“You are Mr. Belcher’s friend, aren’t you?”
“I know Mr. Belcher.”
“If Mr. Belcher should tell you that he would kill you if you didn’t tell, what would you do?”
“I should call the police,” responded Mrs. Dillingham, with a smile.
Then Harry, in a simple, graphic way, told her all about the hard, wretched life in Sevenoaks, the death of his mother, the insanity of his father, the life in the poor-house, the escape, the recovery of his father’s health, his present home, and the occasion of his own removal to New York. The narrative was so wonderful, so full of pathos, so tragic, so out of all proportion in its revelation of wretchedness to the little life at her side, that the lady was dumb. Unconsciously to herself—almost unconsciously to the boy—her arms closed around him, and she lifted him into her lap. There, with his head against her breast, he concluded his story; and there were tears upon his hair, rained from the eyes that bent above him. They sat for a long minute in silence. Then the lady, to keep herself from bursting into hysterical tears, kissed Harry again and again, exclaiming:
“My poor, dear boy! My dear, dear child! And Mr. Belcher could have helped it all! Curse him!”
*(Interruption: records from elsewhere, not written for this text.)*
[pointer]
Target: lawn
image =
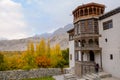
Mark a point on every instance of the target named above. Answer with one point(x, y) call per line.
point(43, 78)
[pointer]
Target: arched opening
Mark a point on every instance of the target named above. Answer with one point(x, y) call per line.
point(92, 56)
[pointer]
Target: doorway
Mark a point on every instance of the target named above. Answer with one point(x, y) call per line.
point(92, 56)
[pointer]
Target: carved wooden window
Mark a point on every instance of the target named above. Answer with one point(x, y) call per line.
point(107, 25)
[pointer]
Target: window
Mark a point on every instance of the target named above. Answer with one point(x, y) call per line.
point(70, 56)
point(90, 26)
point(82, 26)
point(106, 40)
point(111, 56)
point(107, 25)
point(76, 56)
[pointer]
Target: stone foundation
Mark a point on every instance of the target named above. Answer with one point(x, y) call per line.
point(21, 74)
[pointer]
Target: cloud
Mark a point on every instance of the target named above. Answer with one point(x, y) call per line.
point(12, 23)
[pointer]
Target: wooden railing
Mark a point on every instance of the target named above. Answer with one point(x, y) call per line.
point(84, 67)
point(88, 47)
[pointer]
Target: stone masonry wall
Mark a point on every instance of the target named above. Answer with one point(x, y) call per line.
point(21, 74)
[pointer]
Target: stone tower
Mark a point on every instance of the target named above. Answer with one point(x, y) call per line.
point(85, 35)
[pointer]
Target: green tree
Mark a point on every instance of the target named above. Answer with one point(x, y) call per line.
point(1, 58)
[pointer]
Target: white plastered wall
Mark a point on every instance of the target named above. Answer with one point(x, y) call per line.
point(112, 46)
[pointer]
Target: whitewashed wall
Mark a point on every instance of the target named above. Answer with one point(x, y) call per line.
point(71, 52)
point(112, 46)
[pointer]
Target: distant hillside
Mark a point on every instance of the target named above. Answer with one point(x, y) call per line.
point(59, 36)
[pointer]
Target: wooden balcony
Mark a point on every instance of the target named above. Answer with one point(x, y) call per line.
point(86, 35)
point(88, 47)
point(84, 67)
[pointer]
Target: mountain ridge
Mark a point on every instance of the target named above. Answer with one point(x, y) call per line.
point(58, 36)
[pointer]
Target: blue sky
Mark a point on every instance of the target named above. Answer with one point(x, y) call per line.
point(30, 17)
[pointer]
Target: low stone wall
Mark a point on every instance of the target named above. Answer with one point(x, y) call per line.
point(21, 74)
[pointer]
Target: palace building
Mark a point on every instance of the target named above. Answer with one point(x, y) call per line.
point(95, 38)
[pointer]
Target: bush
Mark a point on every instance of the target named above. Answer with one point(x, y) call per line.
point(27, 67)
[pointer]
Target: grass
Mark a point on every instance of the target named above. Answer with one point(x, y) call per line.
point(43, 78)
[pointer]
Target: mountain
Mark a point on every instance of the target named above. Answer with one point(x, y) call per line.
point(58, 36)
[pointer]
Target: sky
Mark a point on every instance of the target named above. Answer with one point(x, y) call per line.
point(25, 18)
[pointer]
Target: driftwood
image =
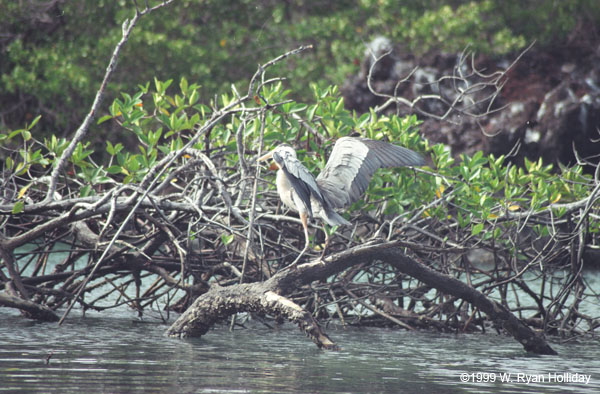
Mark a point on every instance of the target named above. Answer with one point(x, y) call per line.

The lad jumped from her arms as if he had received the thrust of a dagger, and looked at her with great, startled, wondering eyes. She recognized in an instant the awful indiscretion into which she had been betrayed by her fierce and sudden anger, and threw herself upon her knees before the boy, exclaiming:
“Harry, you must forgive me. I was beside myself with anger. I did not know what I was saying. Indeed, I did not. Come to my lap again, and kiss me, or I shall be wretched.”
Harry still maintained his attitude and his silence. A furious word from an angel would not have surprised or pained him more than this expression of her anger, that had flashed upon him like a fire from hell.
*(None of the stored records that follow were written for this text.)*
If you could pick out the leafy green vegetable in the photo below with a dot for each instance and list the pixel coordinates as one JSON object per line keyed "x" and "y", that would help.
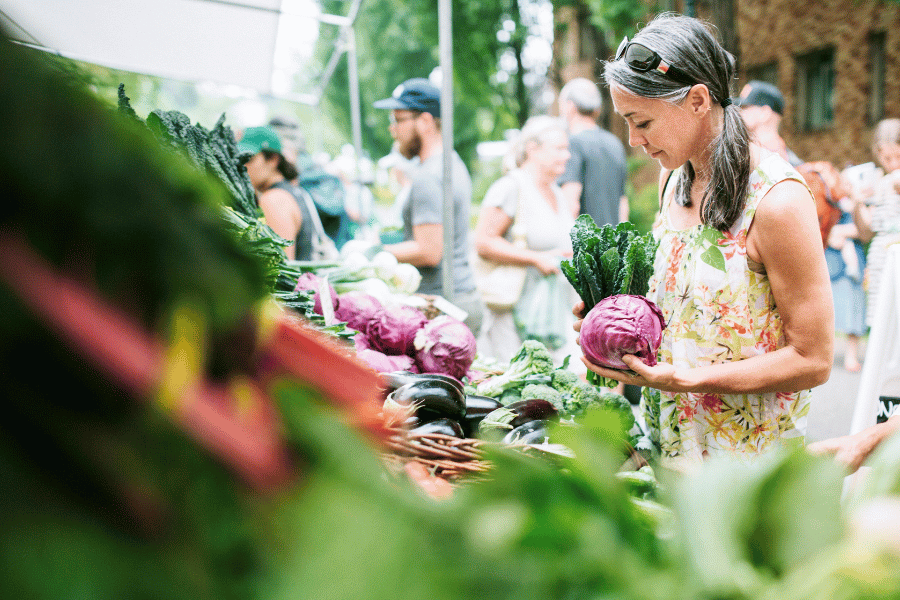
{"x": 608, "y": 260}
{"x": 533, "y": 358}
{"x": 542, "y": 391}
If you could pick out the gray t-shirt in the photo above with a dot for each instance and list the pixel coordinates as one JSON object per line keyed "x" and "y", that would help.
{"x": 598, "y": 163}
{"x": 425, "y": 206}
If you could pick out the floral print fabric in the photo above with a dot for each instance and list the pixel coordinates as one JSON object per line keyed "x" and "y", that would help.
{"x": 719, "y": 307}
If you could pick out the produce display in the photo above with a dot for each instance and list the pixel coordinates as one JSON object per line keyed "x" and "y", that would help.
{"x": 176, "y": 428}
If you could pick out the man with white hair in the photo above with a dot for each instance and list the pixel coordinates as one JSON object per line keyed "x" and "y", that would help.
{"x": 594, "y": 181}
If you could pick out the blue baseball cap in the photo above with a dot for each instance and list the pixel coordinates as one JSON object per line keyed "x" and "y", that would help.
{"x": 416, "y": 94}
{"x": 761, "y": 93}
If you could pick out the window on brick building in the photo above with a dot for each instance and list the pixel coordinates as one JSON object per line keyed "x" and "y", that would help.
{"x": 815, "y": 90}
{"x": 767, "y": 72}
{"x": 876, "y": 77}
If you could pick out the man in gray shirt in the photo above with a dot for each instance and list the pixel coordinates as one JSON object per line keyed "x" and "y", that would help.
{"x": 594, "y": 181}
{"x": 416, "y": 126}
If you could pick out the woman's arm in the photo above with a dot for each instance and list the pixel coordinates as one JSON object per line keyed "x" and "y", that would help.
{"x": 853, "y": 450}
{"x": 785, "y": 238}
{"x": 282, "y": 215}
{"x": 491, "y": 245}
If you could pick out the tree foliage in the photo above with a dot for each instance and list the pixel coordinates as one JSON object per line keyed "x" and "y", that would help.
{"x": 399, "y": 39}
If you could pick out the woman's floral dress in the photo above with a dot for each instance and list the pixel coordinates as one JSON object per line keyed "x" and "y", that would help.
{"x": 719, "y": 307}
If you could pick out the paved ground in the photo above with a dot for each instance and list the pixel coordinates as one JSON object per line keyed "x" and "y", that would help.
{"x": 833, "y": 402}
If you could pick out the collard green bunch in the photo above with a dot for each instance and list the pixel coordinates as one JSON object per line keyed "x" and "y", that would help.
{"x": 215, "y": 152}
{"x": 608, "y": 260}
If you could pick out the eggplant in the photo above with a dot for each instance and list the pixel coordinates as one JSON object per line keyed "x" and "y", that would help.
{"x": 445, "y": 426}
{"x": 398, "y": 379}
{"x": 435, "y": 398}
{"x": 532, "y": 410}
{"x": 477, "y": 407}
{"x": 532, "y": 432}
Still the lady knelt, and pleaded for his forgiveness.
“No one loves me, Harry. If you leave me, and do not forgive me, I shall wish I were dead. You cannot be so cruel.”
“I didn’t know that ladies ever said such words,” said Harry.
“Ladies who have little boys to love them never do,” responded Mrs. Dillingham.
“If I love you, shall you ever speak so again?” inquired Harry.
“Never, with you and God to help me,” she responded.
She rose to her feet, led the boy to her chair, and once more held him in her embrace.
“You can do me a great deal of good, Harry—a great deal more good than you know, or can understand. Men and women make me worse. There is nobody who can protect me like a child that trusts me. You can trust me.”
Then they sat a long time in a silence broken only by Harry’s sobs, for the excitement and the reaction had shaken his nerves as if he had suffered a terrible fright.